BANGOR – Philip Scott Fournier was sentenced to 45 years in prison on Friday in a nearly 40-year-old slaying that many thought would never be solved, News Center Maine (WCSH-WLBZ) reported.

A judge found Fournier, 57, guilty in February of killing 16-year-old Joyce McLain. McLain disappeared while she was out jogging near her East Millinocket home in 1980, and her body was found two days later.

Fournier’s defense argued that Fournier’s memories, which played key roles in the prosecution’s case, were not reliable. One defense lawyer said doubts will linger in the case even after conviction and sentencing. There was no physical evidence that tied Fournier to the crime scene.
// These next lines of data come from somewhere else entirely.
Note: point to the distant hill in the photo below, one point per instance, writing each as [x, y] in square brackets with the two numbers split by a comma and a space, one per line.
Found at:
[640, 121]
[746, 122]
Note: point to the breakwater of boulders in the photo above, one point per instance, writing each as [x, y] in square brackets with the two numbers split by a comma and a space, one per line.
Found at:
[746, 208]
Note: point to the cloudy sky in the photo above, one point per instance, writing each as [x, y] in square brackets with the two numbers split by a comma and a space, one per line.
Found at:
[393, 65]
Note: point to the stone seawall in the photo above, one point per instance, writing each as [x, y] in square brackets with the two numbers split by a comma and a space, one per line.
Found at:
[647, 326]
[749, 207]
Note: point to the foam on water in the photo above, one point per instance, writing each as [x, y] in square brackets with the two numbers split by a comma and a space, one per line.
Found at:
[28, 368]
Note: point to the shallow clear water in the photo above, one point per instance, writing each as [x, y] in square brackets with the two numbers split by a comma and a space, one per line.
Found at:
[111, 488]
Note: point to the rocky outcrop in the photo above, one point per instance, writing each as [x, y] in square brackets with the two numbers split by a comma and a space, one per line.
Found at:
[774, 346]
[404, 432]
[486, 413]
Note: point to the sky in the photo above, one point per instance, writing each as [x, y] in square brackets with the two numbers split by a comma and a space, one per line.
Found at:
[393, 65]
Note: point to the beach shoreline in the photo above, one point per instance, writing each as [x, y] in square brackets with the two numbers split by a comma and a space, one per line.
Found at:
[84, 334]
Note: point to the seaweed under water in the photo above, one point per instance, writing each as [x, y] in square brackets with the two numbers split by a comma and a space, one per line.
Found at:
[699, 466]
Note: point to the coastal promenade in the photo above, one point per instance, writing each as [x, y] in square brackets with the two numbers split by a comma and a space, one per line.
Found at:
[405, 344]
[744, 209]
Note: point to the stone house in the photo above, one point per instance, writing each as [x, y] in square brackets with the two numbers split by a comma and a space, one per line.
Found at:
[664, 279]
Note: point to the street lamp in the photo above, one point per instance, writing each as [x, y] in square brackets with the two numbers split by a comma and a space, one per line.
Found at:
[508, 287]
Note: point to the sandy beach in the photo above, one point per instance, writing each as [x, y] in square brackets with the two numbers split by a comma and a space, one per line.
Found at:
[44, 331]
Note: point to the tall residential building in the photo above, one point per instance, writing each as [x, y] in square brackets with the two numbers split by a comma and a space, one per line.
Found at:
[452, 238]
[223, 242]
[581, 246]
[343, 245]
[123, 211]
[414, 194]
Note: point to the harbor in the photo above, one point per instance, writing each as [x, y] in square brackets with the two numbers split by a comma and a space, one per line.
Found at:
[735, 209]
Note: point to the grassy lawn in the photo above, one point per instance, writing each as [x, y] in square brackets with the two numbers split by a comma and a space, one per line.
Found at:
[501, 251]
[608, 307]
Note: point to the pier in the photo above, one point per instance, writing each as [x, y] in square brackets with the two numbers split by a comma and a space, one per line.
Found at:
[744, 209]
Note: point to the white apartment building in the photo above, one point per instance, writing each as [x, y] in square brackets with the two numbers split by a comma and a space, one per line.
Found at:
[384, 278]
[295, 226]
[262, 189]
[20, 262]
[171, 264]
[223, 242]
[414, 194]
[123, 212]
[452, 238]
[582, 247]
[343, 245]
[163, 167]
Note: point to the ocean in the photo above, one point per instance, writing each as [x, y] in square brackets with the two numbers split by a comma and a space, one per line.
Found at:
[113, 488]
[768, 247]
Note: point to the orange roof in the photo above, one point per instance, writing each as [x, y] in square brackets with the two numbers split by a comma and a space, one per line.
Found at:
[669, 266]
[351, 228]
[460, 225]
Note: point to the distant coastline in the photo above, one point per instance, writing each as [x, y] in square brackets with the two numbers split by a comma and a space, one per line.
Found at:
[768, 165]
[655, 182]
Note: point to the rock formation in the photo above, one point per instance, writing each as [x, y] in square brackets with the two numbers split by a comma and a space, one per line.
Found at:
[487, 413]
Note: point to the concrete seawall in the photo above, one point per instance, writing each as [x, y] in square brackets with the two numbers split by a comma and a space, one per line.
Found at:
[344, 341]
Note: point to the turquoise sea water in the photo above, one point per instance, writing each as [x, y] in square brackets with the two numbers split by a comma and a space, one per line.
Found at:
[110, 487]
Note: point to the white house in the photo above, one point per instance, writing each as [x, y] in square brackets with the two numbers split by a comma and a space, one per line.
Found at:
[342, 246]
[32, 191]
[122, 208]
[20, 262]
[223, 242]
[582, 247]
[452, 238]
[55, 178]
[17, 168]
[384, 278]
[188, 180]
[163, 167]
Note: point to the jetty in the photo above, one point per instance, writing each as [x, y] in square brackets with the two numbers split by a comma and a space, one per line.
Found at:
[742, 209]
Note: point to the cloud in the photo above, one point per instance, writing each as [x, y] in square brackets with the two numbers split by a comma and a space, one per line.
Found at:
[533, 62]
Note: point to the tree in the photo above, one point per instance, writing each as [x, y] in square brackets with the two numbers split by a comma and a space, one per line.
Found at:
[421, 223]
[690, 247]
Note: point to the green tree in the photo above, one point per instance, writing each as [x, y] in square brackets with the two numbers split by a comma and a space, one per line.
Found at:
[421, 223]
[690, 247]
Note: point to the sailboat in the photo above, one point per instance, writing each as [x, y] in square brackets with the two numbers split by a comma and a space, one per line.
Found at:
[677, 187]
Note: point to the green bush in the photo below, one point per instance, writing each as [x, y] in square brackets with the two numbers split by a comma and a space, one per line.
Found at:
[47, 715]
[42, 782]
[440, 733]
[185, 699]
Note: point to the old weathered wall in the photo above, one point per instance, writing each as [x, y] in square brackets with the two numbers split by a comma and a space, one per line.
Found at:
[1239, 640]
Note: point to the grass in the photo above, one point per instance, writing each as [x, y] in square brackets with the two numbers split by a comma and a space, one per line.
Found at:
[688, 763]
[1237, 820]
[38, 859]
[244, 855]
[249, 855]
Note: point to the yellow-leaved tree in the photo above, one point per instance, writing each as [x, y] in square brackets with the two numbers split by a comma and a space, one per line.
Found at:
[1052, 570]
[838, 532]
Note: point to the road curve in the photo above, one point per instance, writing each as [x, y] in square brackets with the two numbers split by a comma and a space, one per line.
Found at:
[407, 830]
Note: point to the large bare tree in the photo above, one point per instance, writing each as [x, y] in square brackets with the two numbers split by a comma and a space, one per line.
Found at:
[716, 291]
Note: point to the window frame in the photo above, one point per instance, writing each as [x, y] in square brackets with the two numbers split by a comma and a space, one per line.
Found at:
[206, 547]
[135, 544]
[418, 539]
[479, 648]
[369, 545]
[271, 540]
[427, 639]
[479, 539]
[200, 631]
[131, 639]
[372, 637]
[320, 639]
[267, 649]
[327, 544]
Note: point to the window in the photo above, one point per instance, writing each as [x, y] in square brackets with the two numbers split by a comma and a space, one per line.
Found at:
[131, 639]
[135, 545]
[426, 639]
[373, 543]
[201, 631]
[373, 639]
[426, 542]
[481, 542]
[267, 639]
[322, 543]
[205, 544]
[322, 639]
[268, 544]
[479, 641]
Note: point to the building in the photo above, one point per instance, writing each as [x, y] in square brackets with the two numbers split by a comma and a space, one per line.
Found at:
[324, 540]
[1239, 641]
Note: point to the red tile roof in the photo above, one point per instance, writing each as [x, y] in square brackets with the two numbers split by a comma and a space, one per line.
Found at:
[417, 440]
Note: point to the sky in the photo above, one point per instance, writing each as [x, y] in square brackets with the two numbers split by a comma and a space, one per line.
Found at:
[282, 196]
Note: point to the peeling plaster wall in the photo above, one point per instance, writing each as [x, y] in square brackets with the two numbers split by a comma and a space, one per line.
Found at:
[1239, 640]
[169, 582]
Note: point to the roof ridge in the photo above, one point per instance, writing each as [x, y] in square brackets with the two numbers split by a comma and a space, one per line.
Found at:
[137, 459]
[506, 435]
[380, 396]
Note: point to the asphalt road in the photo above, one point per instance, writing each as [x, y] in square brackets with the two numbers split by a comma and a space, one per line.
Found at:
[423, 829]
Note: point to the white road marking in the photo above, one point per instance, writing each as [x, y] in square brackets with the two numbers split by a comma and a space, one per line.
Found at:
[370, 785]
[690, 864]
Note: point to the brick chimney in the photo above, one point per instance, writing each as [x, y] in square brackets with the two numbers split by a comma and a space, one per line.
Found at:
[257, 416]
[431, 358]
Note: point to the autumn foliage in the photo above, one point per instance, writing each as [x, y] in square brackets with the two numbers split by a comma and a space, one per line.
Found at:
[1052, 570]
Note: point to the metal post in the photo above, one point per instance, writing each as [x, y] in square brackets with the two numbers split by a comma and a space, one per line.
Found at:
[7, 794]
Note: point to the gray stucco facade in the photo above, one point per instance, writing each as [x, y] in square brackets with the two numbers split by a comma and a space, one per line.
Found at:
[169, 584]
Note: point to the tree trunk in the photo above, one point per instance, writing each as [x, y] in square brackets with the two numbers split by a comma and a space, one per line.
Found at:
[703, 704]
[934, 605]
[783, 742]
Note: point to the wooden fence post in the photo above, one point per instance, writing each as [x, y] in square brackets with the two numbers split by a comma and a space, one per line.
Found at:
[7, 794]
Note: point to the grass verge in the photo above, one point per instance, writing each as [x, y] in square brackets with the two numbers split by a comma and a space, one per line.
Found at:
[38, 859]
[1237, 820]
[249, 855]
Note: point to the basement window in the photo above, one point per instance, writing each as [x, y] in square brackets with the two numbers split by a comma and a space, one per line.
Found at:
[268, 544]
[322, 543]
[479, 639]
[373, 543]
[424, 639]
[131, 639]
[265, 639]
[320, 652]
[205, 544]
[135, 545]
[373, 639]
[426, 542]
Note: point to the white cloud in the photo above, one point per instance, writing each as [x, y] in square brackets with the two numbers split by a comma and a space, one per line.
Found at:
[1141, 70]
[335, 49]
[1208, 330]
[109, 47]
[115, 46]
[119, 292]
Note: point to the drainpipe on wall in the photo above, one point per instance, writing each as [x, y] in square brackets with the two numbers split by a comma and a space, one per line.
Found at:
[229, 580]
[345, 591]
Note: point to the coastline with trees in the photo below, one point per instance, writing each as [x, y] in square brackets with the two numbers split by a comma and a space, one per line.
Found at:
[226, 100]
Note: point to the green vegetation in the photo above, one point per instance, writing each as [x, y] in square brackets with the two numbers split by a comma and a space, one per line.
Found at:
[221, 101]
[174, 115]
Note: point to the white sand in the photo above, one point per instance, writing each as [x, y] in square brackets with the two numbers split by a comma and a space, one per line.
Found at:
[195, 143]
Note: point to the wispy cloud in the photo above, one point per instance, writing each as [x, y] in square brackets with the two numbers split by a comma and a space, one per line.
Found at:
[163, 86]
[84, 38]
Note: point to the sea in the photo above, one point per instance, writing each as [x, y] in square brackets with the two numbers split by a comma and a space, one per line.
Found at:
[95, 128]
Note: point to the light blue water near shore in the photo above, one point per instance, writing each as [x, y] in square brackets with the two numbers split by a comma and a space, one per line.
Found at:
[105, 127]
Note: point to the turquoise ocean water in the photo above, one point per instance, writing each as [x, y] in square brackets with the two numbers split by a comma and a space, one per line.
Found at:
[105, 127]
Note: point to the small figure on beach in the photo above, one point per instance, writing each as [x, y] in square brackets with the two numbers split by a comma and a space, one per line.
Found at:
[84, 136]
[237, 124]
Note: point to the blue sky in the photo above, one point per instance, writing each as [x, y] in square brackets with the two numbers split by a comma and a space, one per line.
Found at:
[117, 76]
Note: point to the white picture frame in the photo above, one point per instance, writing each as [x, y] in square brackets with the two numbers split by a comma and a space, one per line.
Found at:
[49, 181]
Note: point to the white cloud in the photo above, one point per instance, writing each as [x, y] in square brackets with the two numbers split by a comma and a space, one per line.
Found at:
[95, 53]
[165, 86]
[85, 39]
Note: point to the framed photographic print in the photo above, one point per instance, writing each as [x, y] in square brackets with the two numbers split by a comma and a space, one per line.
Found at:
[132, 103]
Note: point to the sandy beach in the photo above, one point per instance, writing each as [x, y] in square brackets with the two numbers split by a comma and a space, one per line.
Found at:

Fournier was charged with the crime in 2016, 36 years after it occurred.

The judge heard testimony from McLain’s family and friends.

Fournier, who goes by Scott, spoke for the first time throughout the course of this case, News Center Maine says.


Fournier maintained his innocence and did not apologize to the family of Joyce McLain. Instead, he said he doesn’t remember anything from the night of Aug. 8, 1980. Fournier has a traumatic brain injury from a car accident that same day. He also said he had a drinking problem at the time, but has since gotten help. He said he hasn’t had a sip of alcohol since 1984.

“It sounds like Joyce was a wonderful person,” he told the court. “I have proven that I was not involved in Joyce’s murder.”

Fournier’s family and lawyers say he plans to appeal this decision. He has already asked his attorney to file an appeal.